Poème en alexandrins inspiré par la tradition du Graal et les paysages bretons.

La Quête

Sous le ciel de granit où le couchant se fige,
Le vieux chevalier monte un sentier oublié ;
La rouille a mordu l’or qui jadis le liait,
Et son ombre, allongée, hésite sur la tige.

Les chênes immobiles, plus vieux que les autels,
Dressent dans la brume un peuple de colonnes ;
Nul oiseau ne traverse, et nulle voix ne sonne
Que le ressac lointain des âges éternels.

Il a quitté les rois, les bannières, la gloire,
Les murs où le triomphe inscrivait un grand nom ;
Là-bas le bloc s’effrite et retourne au limon,
Et le marbre se rend au lierre et à l’histoire.

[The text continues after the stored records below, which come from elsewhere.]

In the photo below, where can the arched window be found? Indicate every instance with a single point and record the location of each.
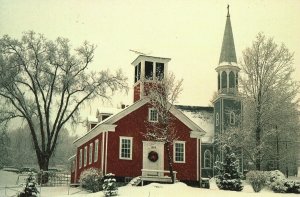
(232, 118)
(207, 159)
(224, 79)
(231, 80)
(219, 81)
(217, 163)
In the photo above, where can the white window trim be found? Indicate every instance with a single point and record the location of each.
(174, 151)
(217, 119)
(210, 159)
(149, 115)
(91, 153)
(80, 158)
(120, 147)
(96, 150)
(85, 156)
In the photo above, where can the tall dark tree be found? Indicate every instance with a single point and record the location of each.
(270, 92)
(47, 81)
(4, 146)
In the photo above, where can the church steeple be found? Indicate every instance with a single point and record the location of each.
(228, 50)
(227, 68)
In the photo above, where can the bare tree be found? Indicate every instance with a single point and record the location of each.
(162, 95)
(269, 91)
(44, 81)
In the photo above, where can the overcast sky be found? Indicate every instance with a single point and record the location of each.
(190, 32)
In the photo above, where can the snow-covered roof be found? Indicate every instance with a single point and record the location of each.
(108, 110)
(203, 117)
(109, 123)
(92, 119)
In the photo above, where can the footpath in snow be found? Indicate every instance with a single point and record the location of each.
(151, 190)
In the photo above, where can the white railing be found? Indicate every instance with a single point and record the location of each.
(156, 175)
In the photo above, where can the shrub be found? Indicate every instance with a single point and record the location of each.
(276, 181)
(91, 179)
(229, 178)
(257, 179)
(292, 187)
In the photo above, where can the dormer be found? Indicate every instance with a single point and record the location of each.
(147, 70)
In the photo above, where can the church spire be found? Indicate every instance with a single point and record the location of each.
(228, 50)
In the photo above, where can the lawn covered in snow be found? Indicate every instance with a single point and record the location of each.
(151, 190)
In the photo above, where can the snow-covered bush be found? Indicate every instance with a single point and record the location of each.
(110, 185)
(276, 181)
(257, 179)
(292, 187)
(91, 179)
(229, 178)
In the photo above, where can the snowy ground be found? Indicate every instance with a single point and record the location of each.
(152, 190)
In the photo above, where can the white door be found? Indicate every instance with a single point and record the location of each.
(153, 158)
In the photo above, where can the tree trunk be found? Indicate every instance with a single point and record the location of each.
(43, 160)
(170, 162)
(258, 143)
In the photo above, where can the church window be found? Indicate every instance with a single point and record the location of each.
(85, 156)
(160, 71)
(125, 148)
(224, 79)
(96, 150)
(232, 118)
(231, 80)
(80, 158)
(153, 116)
(91, 153)
(149, 70)
(179, 151)
(218, 161)
(219, 81)
(137, 75)
(207, 159)
(217, 119)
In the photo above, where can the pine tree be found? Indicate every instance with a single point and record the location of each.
(229, 177)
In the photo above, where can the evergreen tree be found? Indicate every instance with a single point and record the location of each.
(229, 177)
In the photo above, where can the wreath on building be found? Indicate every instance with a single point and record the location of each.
(153, 156)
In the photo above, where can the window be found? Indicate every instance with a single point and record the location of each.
(85, 156)
(218, 161)
(217, 119)
(137, 75)
(224, 79)
(126, 148)
(232, 118)
(80, 158)
(231, 80)
(218, 81)
(96, 150)
(153, 115)
(207, 159)
(149, 70)
(160, 71)
(179, 152)
(91, 153)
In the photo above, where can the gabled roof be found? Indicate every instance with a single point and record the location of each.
(203, 117)
(109, 123)
(228, 49)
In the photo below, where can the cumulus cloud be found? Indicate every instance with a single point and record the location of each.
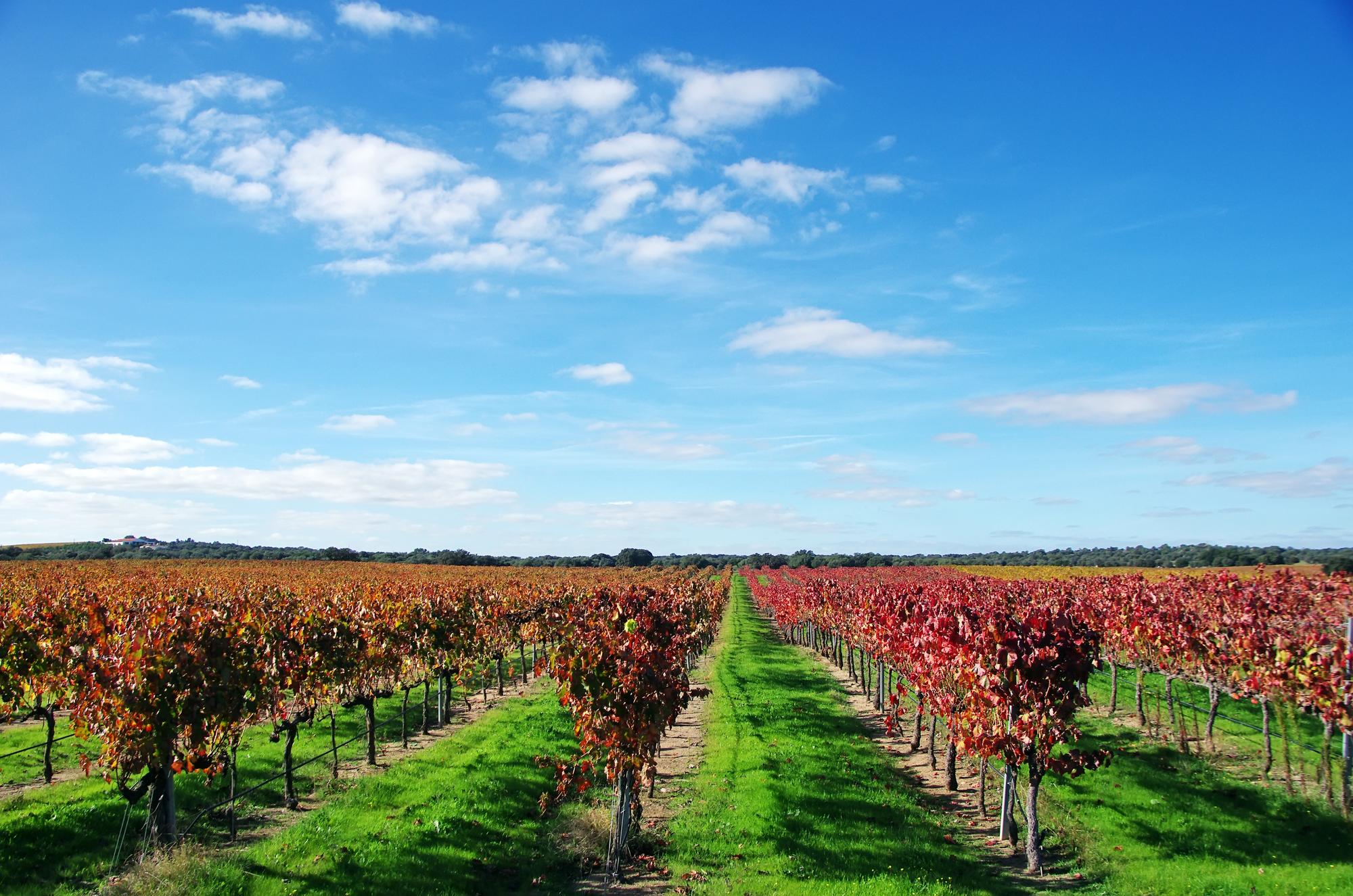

Plus bas, la mer profonde, indifférente et grise,
Répète sans témoin son immuable chant ;
Les falaises de schiste, où s’arrête le vent,
Regardent les empires expirer sans surprise.

Aux ruines de Rome où la mousse a grandi,
Aux dolmens accroupis sous les bruyères mornes,
Il cherche, sans espoir de couronnes ni bornes,
L’éclat qui ne périt ni la nuit ni midi.

Nulle coupe ne brille au creux des sanctuaires ;
Mais l’eau dort, et la pierre, et le givre, et le jour
Qui blanchit lentement le faîte sans retour,
Et le sel, et le vent sur les rocs solitaires.

Le chevalier comprend, et dépose son glaive ;
La gloire n’était qu’une rumeur sur le flot.
Nul ne saura son nom, nul ne dira son lot :
Il entre dans la brume, et la brume se ferme.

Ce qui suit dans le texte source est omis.